Ways of Holding Title

By
Real Estate Agent with Prudential California Realty

What is the best way to hold title? There are many different angles to purchasing property and many decisions to make. One of the main decisions to be made is which method of holding title is the most applicable and appropriate for a particular parcel. Real Property can be owned by a single owner or by many owners and it is very important to understand the process in order to make a wise decision. Let’s take a look at the process.

Someone who owns a property by themselves is referred to an owner in severalty. When there is more than one owner of a property, title can be held as joint tenancy, community property, (with or without right to survivorship) or tenancy in common. With so many choices available, what is the best way to hold title? Here is a look at how each method is defined.

Joint Tenancy

Joint tenancy is when two or more people hold title together with equal shares in the property. There is an automatic right to survivorship, meaning that if one of the joint tenants passes away, the interest in the property continues to the other joint tenants. This method is common among long term relationships without marriage.

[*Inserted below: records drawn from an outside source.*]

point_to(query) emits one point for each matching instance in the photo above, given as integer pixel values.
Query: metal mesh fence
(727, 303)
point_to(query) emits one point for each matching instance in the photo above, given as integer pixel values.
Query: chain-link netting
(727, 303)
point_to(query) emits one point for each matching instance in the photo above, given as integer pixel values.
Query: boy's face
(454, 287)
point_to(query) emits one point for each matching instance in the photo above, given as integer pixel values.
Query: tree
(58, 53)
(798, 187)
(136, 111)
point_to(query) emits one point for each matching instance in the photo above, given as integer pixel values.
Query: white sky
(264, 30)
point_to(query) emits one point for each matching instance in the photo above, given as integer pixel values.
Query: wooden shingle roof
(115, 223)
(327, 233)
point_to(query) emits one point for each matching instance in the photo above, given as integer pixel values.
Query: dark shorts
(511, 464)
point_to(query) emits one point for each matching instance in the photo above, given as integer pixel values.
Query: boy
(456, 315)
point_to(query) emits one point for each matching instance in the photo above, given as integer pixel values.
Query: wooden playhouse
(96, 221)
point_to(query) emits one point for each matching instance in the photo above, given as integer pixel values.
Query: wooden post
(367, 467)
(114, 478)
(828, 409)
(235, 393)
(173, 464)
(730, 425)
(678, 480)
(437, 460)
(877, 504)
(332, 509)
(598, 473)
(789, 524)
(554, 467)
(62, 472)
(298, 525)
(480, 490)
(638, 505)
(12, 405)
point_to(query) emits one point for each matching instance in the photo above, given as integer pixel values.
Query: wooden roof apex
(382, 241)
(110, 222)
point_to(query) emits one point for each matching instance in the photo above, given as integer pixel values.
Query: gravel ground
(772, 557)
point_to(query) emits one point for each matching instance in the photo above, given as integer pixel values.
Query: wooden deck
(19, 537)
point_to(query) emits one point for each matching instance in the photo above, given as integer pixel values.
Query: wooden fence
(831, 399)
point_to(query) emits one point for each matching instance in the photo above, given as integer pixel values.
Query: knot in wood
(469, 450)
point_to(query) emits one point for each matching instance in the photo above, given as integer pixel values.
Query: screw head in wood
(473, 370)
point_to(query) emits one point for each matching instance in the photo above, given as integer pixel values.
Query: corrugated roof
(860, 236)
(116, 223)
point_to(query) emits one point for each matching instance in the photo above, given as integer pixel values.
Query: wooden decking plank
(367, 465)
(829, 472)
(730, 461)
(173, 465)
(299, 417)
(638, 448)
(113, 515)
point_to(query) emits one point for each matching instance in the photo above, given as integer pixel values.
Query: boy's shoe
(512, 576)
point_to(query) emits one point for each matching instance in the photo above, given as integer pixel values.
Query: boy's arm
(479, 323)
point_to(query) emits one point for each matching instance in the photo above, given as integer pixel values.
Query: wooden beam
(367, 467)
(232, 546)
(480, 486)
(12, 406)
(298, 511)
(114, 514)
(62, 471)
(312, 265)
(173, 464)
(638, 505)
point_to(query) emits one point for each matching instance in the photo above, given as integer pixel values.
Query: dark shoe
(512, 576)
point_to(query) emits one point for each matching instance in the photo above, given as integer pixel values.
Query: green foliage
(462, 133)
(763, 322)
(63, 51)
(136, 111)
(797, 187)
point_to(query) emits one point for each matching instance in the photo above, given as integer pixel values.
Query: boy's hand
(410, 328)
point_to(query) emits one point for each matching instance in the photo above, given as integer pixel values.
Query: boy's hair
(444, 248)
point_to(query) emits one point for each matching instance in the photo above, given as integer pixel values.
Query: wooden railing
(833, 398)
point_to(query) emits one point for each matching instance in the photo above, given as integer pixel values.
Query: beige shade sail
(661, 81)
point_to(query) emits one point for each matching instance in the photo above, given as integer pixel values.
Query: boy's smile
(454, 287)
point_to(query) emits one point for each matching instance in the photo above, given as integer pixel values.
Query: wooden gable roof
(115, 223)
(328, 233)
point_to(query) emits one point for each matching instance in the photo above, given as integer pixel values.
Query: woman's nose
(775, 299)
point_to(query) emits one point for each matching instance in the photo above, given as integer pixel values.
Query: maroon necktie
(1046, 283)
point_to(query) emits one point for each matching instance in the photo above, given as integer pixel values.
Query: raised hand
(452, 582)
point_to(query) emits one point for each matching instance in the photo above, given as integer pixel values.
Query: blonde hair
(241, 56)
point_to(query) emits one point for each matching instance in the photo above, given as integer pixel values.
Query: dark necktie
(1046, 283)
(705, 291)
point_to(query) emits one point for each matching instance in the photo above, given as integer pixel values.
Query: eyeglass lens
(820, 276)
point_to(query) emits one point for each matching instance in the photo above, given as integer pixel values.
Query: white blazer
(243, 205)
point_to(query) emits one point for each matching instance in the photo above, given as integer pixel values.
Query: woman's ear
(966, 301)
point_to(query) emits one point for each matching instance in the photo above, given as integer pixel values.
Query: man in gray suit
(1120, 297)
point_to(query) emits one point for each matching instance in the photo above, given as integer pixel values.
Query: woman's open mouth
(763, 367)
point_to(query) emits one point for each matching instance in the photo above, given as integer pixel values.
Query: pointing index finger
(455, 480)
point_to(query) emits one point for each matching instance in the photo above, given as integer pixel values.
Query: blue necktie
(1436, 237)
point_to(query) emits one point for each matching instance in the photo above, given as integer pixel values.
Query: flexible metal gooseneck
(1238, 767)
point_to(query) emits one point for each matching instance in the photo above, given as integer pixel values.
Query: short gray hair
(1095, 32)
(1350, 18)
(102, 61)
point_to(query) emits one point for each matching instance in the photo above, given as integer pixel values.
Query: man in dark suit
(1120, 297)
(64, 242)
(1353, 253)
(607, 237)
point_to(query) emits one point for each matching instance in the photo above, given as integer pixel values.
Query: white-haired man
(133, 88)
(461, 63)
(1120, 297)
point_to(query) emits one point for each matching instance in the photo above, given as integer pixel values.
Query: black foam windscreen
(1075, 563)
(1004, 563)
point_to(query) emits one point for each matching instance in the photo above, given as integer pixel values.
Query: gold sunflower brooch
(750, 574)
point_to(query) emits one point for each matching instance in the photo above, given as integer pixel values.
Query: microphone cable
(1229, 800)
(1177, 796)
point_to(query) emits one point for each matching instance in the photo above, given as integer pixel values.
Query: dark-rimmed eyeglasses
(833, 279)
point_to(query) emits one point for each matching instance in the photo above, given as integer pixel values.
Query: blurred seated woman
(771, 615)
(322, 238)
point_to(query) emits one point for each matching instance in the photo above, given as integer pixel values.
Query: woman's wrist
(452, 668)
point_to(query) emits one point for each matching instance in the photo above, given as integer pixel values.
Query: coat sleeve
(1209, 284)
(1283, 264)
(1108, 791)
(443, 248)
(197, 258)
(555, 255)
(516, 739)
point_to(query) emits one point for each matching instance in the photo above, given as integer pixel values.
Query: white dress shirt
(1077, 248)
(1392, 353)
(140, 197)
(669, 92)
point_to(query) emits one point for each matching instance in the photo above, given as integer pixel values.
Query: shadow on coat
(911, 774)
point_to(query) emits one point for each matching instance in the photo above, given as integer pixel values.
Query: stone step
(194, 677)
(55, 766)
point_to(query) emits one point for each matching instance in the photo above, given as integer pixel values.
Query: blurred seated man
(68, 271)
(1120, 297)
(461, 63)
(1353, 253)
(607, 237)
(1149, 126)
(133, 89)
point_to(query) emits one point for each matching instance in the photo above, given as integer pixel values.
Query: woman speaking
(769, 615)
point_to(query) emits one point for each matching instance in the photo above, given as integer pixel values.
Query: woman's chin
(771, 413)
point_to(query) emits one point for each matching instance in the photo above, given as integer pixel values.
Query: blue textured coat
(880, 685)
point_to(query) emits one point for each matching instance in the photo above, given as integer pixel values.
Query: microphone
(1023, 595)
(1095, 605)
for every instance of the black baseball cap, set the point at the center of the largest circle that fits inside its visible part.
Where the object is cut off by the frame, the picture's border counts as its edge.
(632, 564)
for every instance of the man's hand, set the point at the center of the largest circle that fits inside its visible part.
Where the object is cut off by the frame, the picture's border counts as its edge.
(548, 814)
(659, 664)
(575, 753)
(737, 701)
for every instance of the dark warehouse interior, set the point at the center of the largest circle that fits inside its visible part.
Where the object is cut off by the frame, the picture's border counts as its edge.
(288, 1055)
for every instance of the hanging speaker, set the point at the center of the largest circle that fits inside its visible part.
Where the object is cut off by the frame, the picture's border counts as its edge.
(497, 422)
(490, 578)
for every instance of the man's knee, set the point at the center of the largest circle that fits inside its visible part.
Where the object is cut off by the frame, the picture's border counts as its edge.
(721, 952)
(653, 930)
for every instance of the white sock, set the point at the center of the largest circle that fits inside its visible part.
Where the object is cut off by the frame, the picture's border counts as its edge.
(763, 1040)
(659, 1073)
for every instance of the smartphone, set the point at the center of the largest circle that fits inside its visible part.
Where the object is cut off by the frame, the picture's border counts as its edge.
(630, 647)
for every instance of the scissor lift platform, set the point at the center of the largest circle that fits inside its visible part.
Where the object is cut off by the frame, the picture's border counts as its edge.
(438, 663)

There are some married couples who prefer this method of holding title because of the automatic right to survivorship.

Community Property

Community property is a method of holding title to manage assets that are acquired during a marriage. This method can only be held by persons that are married with assets that are purchased during the marriage. This would not apply to property acquired prior to marriage, proceeds from the sale of property prior to marriage, inheritance gifts received after the marriage or properties that both parties have agreed to be separate from community property. All Deeds must be signed by both parties to be community property.

Community property with right to survivorship would include that option like that of joint tenancy.

Tenancy in Common

Tenancy in common is when two or more persons hold title together but do not have to have equal shares. For example, one tenant could hold eighty percent while the second would hold twenty percent. This method of holding title is more common for investment properties with multiple share holders than it is for an owner occupied residence that has a single family home. This method could also work well for roommates who wish to purchase a property together but one or two of them have more money to come in with than the other. Parties who are interested in ways to hold title are advised to consult with an attorney or CPA to plan the best strategy.